两天后,捕班的差役从两个村子抓了十来个男子,这些人那天早上都出去得比较早。
为了给这十来名嫌疑人施加心理压力,齐万隆在刑室里面逐个审问了他们,那些人无不喊冤叫屈,谁也不承认那天见过张氏。
李云天坐在齐万隆的身旁,不动声色地观察着那些被带进刑室的嫌疑人,从齐万隆的问话中寻找着破绽。
其实,在齐万隆看来根本就不用这么麻烦,直接大刑伺候,他就不相信那些人的嘴巴能比得了刑室里面的那些刑具。
“李老弟,你可从中看出了什么端倪?”等审完了那十几名男子,齐万隆殷切地望向了李云天。
“他们的作案时间都不充分,应该不是他们。”李云天向齐万隆摇了摇头,不仅作案时间对不上,而且那些人虽然显得慌张但眼神并不慌乱,依照目前掌握的证据,可以暂时排除他们的嫌疑。
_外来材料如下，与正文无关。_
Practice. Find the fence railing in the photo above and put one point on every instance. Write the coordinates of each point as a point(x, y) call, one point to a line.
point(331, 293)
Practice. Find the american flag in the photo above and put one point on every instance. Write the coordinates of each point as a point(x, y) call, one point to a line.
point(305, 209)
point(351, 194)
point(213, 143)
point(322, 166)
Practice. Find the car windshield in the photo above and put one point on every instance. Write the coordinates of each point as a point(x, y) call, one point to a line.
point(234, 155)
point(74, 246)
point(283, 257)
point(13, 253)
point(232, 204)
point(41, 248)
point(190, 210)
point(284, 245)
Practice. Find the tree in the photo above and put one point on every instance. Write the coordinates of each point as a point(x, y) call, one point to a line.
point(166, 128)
齐万隆闻言脸上顿时流露出了失望的神色,这意味着案情变得更加复杂,要想找到凶手的话需要加大侦破的力度。
“齐兄,明天早上小弟重写走一遍张氏回家的路线,看看是否有何新的发现。”如果查案的方向没错的话,李云天觉得那些差役在办案的时候一定遗漏了什么人,他现在还不知道究竟哪个环节出了差错,故而要亲自去查探,而重走案发现场无疑是最佳的选择。
“有劳李老弟了。”齐万隆冲着李云天拱了一下手,他现在是毫无办法,只能依靠李云天了。
随后,李云天去了王秀才所在的村子,准备等到第二天天亮张氏离家的时间沿着张氏回家的路线走一遍,看看是否有什么收获。
晚上,李云天暂时在村子里的一个地主家落脚,地主并不知道李云天得到身份,不过县衙交待的事情他岂敢怠慢,小心翼翼地伺候着。
第二天一早,一行人来到了王秀才的家门前,李云天让村中一名与张氏要好的少妇在前面模拟张氏行进的速度,他领着众人跟在后面。
由于天色尚早,路上廖无人迹,一直到沿途的第一个村子,才看见几户人间里传来了亮光,以及零散的说话声。
“好臭!”来到村中一个十字路口的时候,跟在李云天身旁的周雨婷鼻尖抽动了一下,柳眉微微一蹙,以手掩鼻。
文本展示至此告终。